Esteemed Reader: Patience As a Strategy | Chronogram Magazine

Esteemed Reader: Patience As a Strategy

Patience is a garment which has never worn out.

—Proverb

Autumn is my favorite season. Even after the leaves have all turned brown and fallen a feeling of life remains in the air. Perhaps it is life flying by on its way south for the winter. Nevertheless the force of it is invigorating like the last crescent of sun on the horizon at dusk, flowing across the landscape before disappearing completely.

Walking in the forest on a perfect, bright November day, I came across the carcass of an ancient, decomposing Studebaker. Steel rims with cracked rubber tires and various body and engine parts lay strewn about. It looked like a crime scene with the victim rusting in situ in the middle of the wood.

Seeing the rotting body of the hundred-year-old car aroused a sense of the power of time, mercilessly wearing down everything that comes into existence. In the long span of epochs, all existences are brief. Even 100 years is nothing in the life of the Earth. All ambitions and concerns, successes and failures, inventions and constructions, erode to an invisible texture in an ever-changing landscape.

The discovery of the derelict auto in the last days of autumn seemed a portent for the end of civilization. Admittedly people in all times experience and remark upon the imminent end-times in a certain mood of ennui, and usually, I suspect, in the autumn. But in this perception I am buoyed by Goethe’s words, “all that is transitory is but a metaphor”.

In any case, there are other factors pointing to the possibility that the winter of the current form of human civilization is upon us. In the span of time it has been a flash in the pan. Really just a couple centuries from birth to death in its current incarnation, and it is safe to say that things that arise quickly disappear with equal speed or even all at once.

One sign of imminent collapse is the desperate measures undertaken by the corporate structure to exploit and commodify Earth’s entire population of human and nonhuman members of the biosphere. Setting aside all the rationale and narratives, we can see a project of global domination—not just of masses of people as has always been undertaken in the past, but a monumental campaign to monitor and control each individual body down to the fundamental genetic material and design. We see a vast swath of life modified to be made Roundup Ready™. It seems to me the sheer aggression of this onslaught is unsustainable.

My basis for suggesting that the global corporate assault is bounded is purely anecdotal. You see, in the early days of this magazine I would often take a long lunch and play a few games of chess with my erstwhile friend Bram. In the beginning, Bram always beat me. He was smarter than me and had far more experience in the game.

Finally after perhaps 100 games of chess ending in my defeat, I began to observe a pattern. Bram began each game with a salvo of aggressive moves. His onslaught was intimidating, and I reacted with wasted moves, attempting to avoid losing the pieces under attack. Sometimes I tried attacking back, but he was a better offensive player and would outmaneuver my stratagems.

After so many losses, an odd thing happened. I gave up trying to defend or fight back. To my surprise, I saw that if I sat tight and didn’t react to his attack, and instead patiently built a defense and developed my position, he would inevitably overextend his pieces and open up vulnerabilities. Once I learned that my opponent was compelled to be aggressive, I understood that to gain advantage I simply needed to wait, and I began to win.

There are numerous examples from history—Mongols, Nazis, Stalinists, Khmer Rouge—all of them launched aggressive projects for global domination. After initial success, these, and countless other cadres of tyrants like them, ran out of energy to maintain the aggression and were either defeated or quietly retreated to a more pleasant lifestyle and were all but forgotten.

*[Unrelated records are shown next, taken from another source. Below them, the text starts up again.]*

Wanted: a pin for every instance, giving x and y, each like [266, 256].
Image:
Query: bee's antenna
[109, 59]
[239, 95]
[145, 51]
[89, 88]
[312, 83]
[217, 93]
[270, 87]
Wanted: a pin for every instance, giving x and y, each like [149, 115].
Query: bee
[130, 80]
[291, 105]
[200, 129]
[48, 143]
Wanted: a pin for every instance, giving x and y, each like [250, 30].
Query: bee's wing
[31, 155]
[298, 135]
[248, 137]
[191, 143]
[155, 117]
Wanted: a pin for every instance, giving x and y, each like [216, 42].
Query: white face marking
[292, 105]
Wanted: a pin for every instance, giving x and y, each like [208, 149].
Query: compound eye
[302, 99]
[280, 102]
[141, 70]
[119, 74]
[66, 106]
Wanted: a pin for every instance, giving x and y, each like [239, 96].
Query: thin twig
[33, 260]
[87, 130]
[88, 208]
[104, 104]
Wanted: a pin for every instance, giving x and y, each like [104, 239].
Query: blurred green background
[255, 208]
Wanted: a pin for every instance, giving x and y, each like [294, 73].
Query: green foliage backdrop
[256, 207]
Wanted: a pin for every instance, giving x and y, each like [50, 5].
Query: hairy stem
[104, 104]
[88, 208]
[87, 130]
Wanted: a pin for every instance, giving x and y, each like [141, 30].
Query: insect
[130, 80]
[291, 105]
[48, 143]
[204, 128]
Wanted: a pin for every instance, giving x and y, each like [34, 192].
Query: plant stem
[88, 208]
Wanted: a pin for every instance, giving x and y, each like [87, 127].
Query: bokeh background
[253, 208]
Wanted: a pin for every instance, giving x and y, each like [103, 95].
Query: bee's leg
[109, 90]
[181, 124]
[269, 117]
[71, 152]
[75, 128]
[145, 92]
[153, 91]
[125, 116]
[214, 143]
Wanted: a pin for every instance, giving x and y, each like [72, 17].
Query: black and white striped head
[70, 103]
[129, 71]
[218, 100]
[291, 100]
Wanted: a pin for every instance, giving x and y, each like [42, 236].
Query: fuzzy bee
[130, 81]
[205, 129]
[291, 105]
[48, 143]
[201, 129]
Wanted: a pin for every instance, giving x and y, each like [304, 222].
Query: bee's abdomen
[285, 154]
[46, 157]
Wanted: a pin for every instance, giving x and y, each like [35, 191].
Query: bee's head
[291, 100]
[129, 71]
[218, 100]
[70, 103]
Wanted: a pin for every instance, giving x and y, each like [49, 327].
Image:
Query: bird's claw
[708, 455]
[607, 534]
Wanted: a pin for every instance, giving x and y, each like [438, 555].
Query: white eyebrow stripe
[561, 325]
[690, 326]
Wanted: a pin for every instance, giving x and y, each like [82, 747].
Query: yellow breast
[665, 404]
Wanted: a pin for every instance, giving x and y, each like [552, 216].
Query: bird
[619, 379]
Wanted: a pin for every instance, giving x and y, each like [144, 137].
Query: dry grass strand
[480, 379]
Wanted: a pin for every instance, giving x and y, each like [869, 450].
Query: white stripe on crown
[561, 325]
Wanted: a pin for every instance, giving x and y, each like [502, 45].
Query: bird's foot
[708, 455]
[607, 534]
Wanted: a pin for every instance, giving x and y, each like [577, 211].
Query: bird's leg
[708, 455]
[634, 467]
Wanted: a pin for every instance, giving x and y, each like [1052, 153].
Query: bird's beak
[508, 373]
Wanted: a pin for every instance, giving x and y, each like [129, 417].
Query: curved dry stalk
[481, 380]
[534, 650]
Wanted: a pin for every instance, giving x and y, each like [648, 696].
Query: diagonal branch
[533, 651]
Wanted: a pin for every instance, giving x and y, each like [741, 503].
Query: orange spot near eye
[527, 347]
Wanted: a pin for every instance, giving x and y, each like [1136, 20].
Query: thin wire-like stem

My sense is that the global corporate machine is vulnerable to this same weakness. It cannot sustain its onslaught on humanity and nature. The sheer meaninglessness of the project of converting everything of real value into abstract capital will be in the ascendant and overshadow whatever allure is held by the promise of absolute power and control. Napoleon lamely excused his army’s failed invasion of Russia in 1812 saying, “It is the winter that killed us. We were the victims of the climate,” but most historians agree the defeat was the result of overzealous aggression leading to vulnerability and failure.

Until the global corporate machinery runs out of gas and stalls in its tracks like Nazi tanks and Napoleonic troops in the snow, the living human beings among us are called to watch and wait and work.

As in the game of chess, we quietly strengthen our defenses, cultivating a natural state of health and a balanced inner life. We deepen our trust in the inborn strengths of our nature, her unfathomable intelligence, fecundity, and relentless occupation with achieving dynamic stases. We grow the capacity of our soul to become an ever-deeper repository of presence. 

In these ways we lay up our stores for the winter of the epoch to pass and prepare to begin humanity anew.